SetCSE: Set Operations using Contrastive Learning of Sentence Embeddings
Kang Liu
TL;DR
SetCSE tackles the challenge of expressing and querying complex, multi-sentence semantics by representing meanings as sets of sentences and learning context-specific discriminative embeddings through an inter-set contrastive loss ${\mathcal{L}_{\text{inter-set}}}$. It defines concrete SetCSE operations, notably intersection and difference, and a ranking mechanism based on aggregated sentence-set similarities ${\text{SIM}}(x,S)$, enabling structured retrieval with non-commutative, order-sensitive behavior. Empirical results show substantial gains in intersection (~${39}\%$ accuracy, ~${37}\%$ F1) and difference (~${18}\%$ accuracy, ~${21}\%$ F1) across diverse datasets, while encoder-based models outperform decoder-based ones after fine-tuning. The framework supports complex semantic search, data annotation/active learning, and new topic discovery, demonstrated on ESG and Twitter data, with promising implications for real-world information retrieval tasks.
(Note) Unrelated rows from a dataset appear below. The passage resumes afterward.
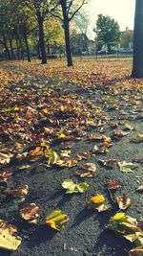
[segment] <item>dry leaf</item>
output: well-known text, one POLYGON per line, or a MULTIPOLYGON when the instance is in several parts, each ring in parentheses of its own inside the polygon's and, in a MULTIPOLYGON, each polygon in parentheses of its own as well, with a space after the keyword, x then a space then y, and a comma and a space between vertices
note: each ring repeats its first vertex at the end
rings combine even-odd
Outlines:
POLYGON ((87 163, 81 166, 82 170, 76 173, 81 177, 92 177, 95 175, 96 166, 93 163, 87 163))
POLYGON ((126 210, 129 206, 132 205, 132 201, 127 196, 124 194, 123 196, 115 197, 116 202, 121 210, 126 210))
POLYGON ((10 152, 9 153, 0 152, 0 164, 1 165, 9 164, 12 156, 13 154, 10 152))
POLYGON ((31 156, 40 156, 43 154, 42 149, 41 147, 36 147, 33 151, 31 151, 31 156))
POLYGON ((15 226, 0 220, 0 248, 16 250, 21 244, 21 238, 13 236, 16 232, 15 226))
POLYGON ((127 136, 128 134, 129 134, 129 132, 123 131, 121 129, 114 129, 113 130, 113 137, 115 139, 121 139, 123 136, 127 136))
POLYGON ((109 159, 109 160, 98 160, 99 163, 103 164, 106 167, 116 168, 118 167, 118 161, 116 159, 109 159))
POLYGON ((100 134, 90 134, 89 140, 102 140, 103 136, 100 134))
POLYGON ((136 142, 136 143, 143 142, 143 134, 135 133, 131 141, 136 142))
POLYGON ((66 214, 62 214, 60 210, 53 211, 46 218, 46 224, 59 231, 65 227, 65 223, 68 220, 68 216, 66 214))
POLYGON ((123 173, 132 173, 133 170, 136 169, 139 164, 127 163, 126 161, 118 162, 118 166, 123 173))
POLYGON ((41 209, 35 203, 29 203, 20 210, 20 216, 29 223, 36 224, 38 221, 39 213, 41 209))
POLYGON ((102 194, 97 194, 90 198, 89 208, 96 209, 98 212, 104 212, 109 209, 109 204, 102 194))
POLYGON ((76 159, 69 159, 67 157, 63 157, 63 159, 59 159, 56 162, 56 165, 58 165, 59 167, 72 168, 73 166, 77 166, 78 165, 78 161, 76 159))
POLYGON ((131 249, 129 251, 129 256, 143 256, 143 245, 131 249))
POLYGON ((73 183, 70 178, 62 182, 62 187, 66 189, 66 194, 84 193, 90 185, 87 182, 73 183))
POLYGON ((143 185, 140 185, 140 186, 136 189, 136 191, 138 191, 138 192, 143 192, 143 185))
POLYGON ((29 192, 29 186, 24 185, 21 187, 18 187, 16 189, 10 189, 8 188, 6 190, 6 193, 12 195, 14 198, 17 198, 19 201, 24 201, 29 192))
POLYGON ((108 182, 108 187, 110 190, 117 190, 121 187, 114 179, 110 179, 108 182))
POLYGON ((90 159, 91 154, 90 152, 79 152, 77 153, 77 159, 80 161, 82 159, 90 159))

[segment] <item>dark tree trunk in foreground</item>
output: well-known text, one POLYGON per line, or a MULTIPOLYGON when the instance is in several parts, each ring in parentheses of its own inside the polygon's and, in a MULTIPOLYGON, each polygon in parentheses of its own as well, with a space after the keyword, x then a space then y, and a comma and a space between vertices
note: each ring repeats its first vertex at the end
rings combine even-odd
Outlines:
POLYGON ((143 78, 143 0, 136 0, 133 34, 133 78, 143 78))
POLYGON ((64 23, 64 32, 65 32, 65 41, 66 41, 66 54, 67 54, 67 63, 68 66, 72 66, 72 58, 71 51, 71 42, 70 42, 70 28, 69 28, 69 17, 67 12, 67 6, 65 1, 61 1, 62 12, 63 12, 63 23, 64 23))
POLYGON ((69 21, 64 20, 64 29, 65 29, 65 41, 66 41, 66 54, 67 54, 67 63, 68 66, 72 66, 72 58, 71 51, 71 42, 70 42, 70 30, 69 30, 69 21))
POLYGON ((30 55, 30 48, 29 48, 29 43, 28 43, 27 27, 25 24, 24 24, 24 28, 23 28, 23 35, 24 35, 26 49, 27 49, 28 61, 31 62, 31 55, 30 55))
POLYGON ((10 50, 9 50, 9 47, 8 47, 8 44, 7 44, 7 39, 5 37, 4 32, 2 32, 2 36, 3 36, 3 45, 5 47, 7 57, 8 57, 9 59, 10 59, 10 50))
POLYGON ((39 26, 39 44, 40 44, 40 50, 41 50, 42 64, 46 64, 47 57, 46 57, 46 48, 45 48, 45 41, 44 41, 43 18, 40 12, 37 12, 37 17, 38 17, 38 26, 39 26))
POLYGON ((11 52, 11 58, 16 59, 15 55, 14 55, 14 50, 13 50, 13 45, 12 45, 12 39, 10 38, 10 52, 11 52))

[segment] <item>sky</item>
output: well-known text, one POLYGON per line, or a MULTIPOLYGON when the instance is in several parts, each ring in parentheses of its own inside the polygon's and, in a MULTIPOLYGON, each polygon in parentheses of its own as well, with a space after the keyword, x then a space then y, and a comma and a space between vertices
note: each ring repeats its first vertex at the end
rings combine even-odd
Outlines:
POLYGON ((126 27, 133 29, 135 0, 91 0, 85 8, 90 18, 90 38, 94 38, 92 28, 95 27, 97 15, 100 13, 115 19, 121 31, 125 31, 126 27))

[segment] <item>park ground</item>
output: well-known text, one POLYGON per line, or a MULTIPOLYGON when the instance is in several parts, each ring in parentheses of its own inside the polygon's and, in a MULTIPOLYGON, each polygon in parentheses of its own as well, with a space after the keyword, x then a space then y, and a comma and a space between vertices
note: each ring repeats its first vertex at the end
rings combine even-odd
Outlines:
POLYGON ((0 151, 6 158, 1 159, 0 174, 11 170, 8 188, 29 186, 22 202, 1 193, 0 219, 14 224, 22 238, 16 251, 1 249, 1 256, 124 256, 133 247, 107 228, 119 211, 108 189, 111 179, 121 184, 116 193, 132 200, 124 212, 137 220, 142 215, 142 194, 136 191, 142 184, 142 142, 132 140, 143 130, 143 81, 132 79, 131 72, 128 59, 76 59, 70 68, 56 59, 46 65, 38 60, 0 62, 0 151), (115 129, 128 134, 115 136, 115 129), (102 139, 89 139, 90 134, 102 139), (104 145, 105 136, 111 138, 112 147, 104 145), (42 143, 50 144, 58 155, 71 148, 69 160, 74 159, 74 165, 48 167, 42 143), (107 151, 95 152, 94 146, 107 151), (86 158, 77 155, 83 152, 86 158), (101 165, 99 159, 138 163, 138 168, 123 173, 101 165), (96 165, 95 175, 79 177, 76 172, 89 162, 96 165), (84 194, 66 195, 61 186, 66 178, 90 186, 84 194), (96 194, 108 198, 108 211, 87 208, 96 194), (35 225, 19 215, 28 203, 41 207, 35 225), (45 224, 46 217, 56 209, 69 217, 61 231, 45 224))

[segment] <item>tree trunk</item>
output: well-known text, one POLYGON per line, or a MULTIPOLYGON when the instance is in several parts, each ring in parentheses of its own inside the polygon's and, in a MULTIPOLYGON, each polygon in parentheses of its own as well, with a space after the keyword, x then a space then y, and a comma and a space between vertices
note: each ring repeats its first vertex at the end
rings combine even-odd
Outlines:
POLYGON ((37 18, 38 18, 38 26, 39 26, 39 43, 40 43, 41 58, 42 58, 41 64, 47 64, 46 48, 45 48, 45 41, 44 41, 44 30, 43 30, 43 17, 41 16, 40 12, 37 12, 37 18))
POLYGON ((50 49, 50 43, 48 42, 48 45, 47 45, 47 50, 48 50, 48 55, 51 54, 51 49, 50 49))
POLYGON ((11 58, 16 59, 15 55, 14 55, 14 51, 13 51, 13 45, 12 45, 12 39, 11 38, 10 38, 10 52, 11 52, 11 58))
POLYGON ((39 59, 41 59, 41 53, 40 53, 40 43, 37 43, 37 57, 39 59))
POLYGON ((31 62, 31 55, 30 55, 30 48, 29 48, 29 43, 28 43, 27 27, 25 24, 24 24, 24 28, 23 28, 23 35, 24 35, 24 40, 25 40, 25 44, 26 44, 28 61, 31 62))
POLYGON ((70 66, 73 66, 73 63, 72 63, 72 51, 71 51, 69 17, 68 17, 66 3, 67 1, 60 1, 62 12, 63 12, 63 18, 64 18, 67 65, 70 67, 70 66))
POLYGON ((73 66, 73 63, 71 51, 69 21, 67 19, 64 20, 64 30, 65 30, 65 41, 66 41, 67 64, 70 67, 73 66))
POLYGON ((136 0, 133 33, 133 78, 143 78, 143 0, 136 0))
POLYGON ((19 43, 18 43, 18 35, 17 31, 15 32, 15 40, 16 40, 16 48, 17 48, 17 58, 20 59, 20 51, 19 51, 19 43))
POLYGON ((7 57, 8 57, 9 59, 10 59, 10 50, 9 50, 9 47, 8 47, 8 44, 7 44, 7 39, 5 37, 4 32, 2 32, 2 36, 3 36, 3 45, 5 47, 7 57))

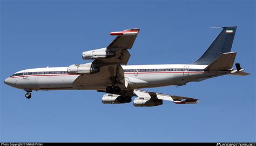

Future work includes broader benchmarks, larger embedding models, and a public SetCSE API interface to facilitate adoption.
Abstract
Taking inspiration from Set Theory, we introduce SetCSE, an innovative information retrieval framework. SetCSE employs sets to represent complex semantics and incorporates well-defined operations for structured information querying under the provided context. Within this framework, we introduce an inter-set contrastive learning objective to enhance comprehension of sentence embedding models concerning the given semantics. Furthermore, we present a suite of operations, including SetCSE intersection, difference, and operation series, that leverage sentence embeddings of the enhanced model for complex sentence retrieval tasks. Throughout this paper, we demonstrate that SetCSE adheres to the conventions of human language expressions regarding compounded semantics, provides a significant enhancement in the discriminatory capability of underlying sentence embedding models, and enables numerous information retrieval tasks involving convoluted and intricate prompts which cannot be achieved using existing querying methods.